The vibration went away 🙌🏼 not sure about it being installed backwards
Drive shaft way too short as slip spline will start to wobble. Must be lengthened. Double cardan joint by transmission is fine and proper angled shims should do the trick.
Jon,
Cool to see you back again.
It’s always nice when you test the function of the Bronco to include the results of the changes you’ve made prior to releasing an update.
I’m left wondering if the wedges eliminated your driveline vibrations??
When I drug my ‘73 bronco from a junkyard, it had a 5 1/2” Wild Horses lift and the rear u-joint was broken off at the diff. I replaced the u-joint and quickly noticed an abnormal binding, did research, called Wild Horses & discovered that the POwner failed to install any wedge shins. I added the 6° wedges and this made a huge difference, but I still have a bit of vibration at 55mph.
Perhaps the comment above by Yablo69 referencing a video about unmatched Tcase/driveshaft angle-vs-driveshaft/diff angle is the answer.
It gets more complicated, however, since there’s a double cardan joint at the tcase side of driveshaft.
Also, How ‘bout the relocation of your fuel pump away from the exhaust on the last vid...did that work to remedy the problem w/ the same pump?
Thanks,
HYoung
Good info, I'm doing a ground up build on a 72 and just added these shims to my 5.5" leaf springs and have been wondering about my driveline angles? Tom's built me a new complete custom 9" rear end but I can't drive there right now to pick it up, locked down!!
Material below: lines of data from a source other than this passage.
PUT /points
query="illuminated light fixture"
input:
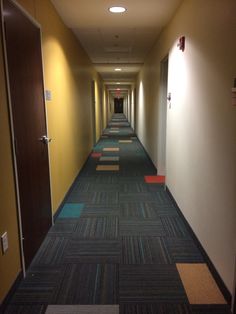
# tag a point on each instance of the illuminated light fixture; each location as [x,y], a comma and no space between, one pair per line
[117,9]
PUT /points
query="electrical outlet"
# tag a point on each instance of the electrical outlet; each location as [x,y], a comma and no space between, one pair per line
[4,242]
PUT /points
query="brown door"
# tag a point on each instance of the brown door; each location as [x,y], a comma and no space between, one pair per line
[24,61]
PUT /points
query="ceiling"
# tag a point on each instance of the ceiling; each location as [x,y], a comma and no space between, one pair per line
[117,40]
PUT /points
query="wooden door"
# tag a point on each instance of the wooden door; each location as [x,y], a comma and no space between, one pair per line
[118,105]
[24,63]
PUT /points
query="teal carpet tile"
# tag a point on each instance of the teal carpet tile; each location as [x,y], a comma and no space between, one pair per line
[115,244]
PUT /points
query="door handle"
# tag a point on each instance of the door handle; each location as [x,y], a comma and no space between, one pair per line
[45,139]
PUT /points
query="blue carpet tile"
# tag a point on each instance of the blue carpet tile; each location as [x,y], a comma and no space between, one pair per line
[115,242]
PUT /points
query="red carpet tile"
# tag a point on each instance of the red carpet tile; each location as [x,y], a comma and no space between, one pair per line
[154,179]
[96,155]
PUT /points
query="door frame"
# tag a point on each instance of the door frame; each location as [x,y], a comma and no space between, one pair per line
[162,113]
[16,181]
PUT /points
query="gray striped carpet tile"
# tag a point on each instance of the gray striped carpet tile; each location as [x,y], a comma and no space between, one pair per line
[183,250]
[100,210]
[134,187]
[88,284]
[144,250]
[63,227]
[154,308]
[174,226]
[51,251]
[165,210]
[210,309]
[92,251]
[97,228]
[25,309]
[105,178]
[147,227]
[137,210]
[39,286]
[91,187]
[94,197]
[150,283]
[82,309]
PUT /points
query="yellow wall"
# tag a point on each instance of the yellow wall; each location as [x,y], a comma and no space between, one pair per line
[10,261]
[68,73]
[201,122]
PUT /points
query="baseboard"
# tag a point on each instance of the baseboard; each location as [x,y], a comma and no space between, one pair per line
[6,300]
[226,293]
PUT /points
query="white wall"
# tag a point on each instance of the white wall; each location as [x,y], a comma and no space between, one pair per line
[201,123]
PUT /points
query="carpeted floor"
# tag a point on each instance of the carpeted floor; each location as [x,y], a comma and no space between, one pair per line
[118,244]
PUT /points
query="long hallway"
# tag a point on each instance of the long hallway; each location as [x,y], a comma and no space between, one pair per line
[119,244]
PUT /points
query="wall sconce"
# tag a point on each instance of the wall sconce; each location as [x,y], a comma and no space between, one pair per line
[181,43]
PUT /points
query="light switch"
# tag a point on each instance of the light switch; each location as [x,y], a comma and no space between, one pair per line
[4,242]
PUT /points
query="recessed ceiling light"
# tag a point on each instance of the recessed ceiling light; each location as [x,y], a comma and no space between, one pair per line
[117,9]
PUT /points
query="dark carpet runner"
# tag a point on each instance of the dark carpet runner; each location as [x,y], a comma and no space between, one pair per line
[116,242]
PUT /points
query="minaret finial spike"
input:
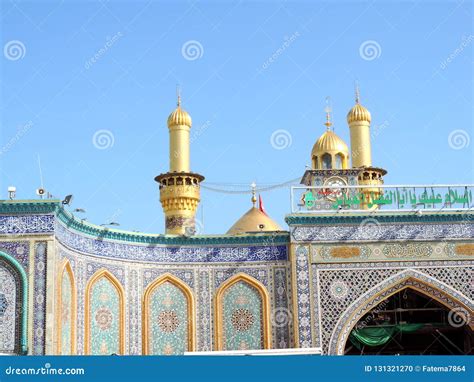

Bummer! Hope you get it soon
Your pinion angle to drive line changes when you change 1 the other changes. You need to know look at the drive line angle. I bet total it change 6-7 degrees.
Question
Does it matter if the yokes on opposite ends are lined up? I was told it helps with vibration🤷🏻♂️
Am I the only one that realizes you did this wrong?
You had the shim wedge correct the 1st time. To lower the pinion the large end goes toward the front.
But you also dont know what correct shim to install because you didn't find the angle of the output on the transfer case
Yes indeed, WRONG !!! now take it apart and turn the shims around.
5:20 try an impact on that to break it loose with out having to back it up
Shouldn’t it be the same angle and pinion angle as the flange on the transmission both of those should be the same angle to get rid of vibration
Wtf did it work or not?? No drive video??
your installation explanation was wrong. ..you could have done another video, edit to remove your mistake ...this is called messing up .. and also no comments on vibration after installation
As long as those two flanges are at the same angle your driveline can be at any angle the steep for the angle the quicker than you joints Well we’re out
Sounds to me is you're Bronco curious 😏
But it increase the height of the back though
Did the vibration stop? Thx
It did!
This actually makes me want to go check mine haha...but it's on the lift😐
Haha! Get it down and drive it!
Lucky he wasn't an incline when he released a driveshaft because the truck would I just rolled backwards
If you were lucky you just needed to rebalance the tires that’s where I always start and most of the time it works
This is still wrong
that driveline is way to short lol that could of caused vibration also.
Way to much pinion angle. Under a load will kick up even more.SMH
8 degrees max
Typical 2 minutes of intro and talking in circles.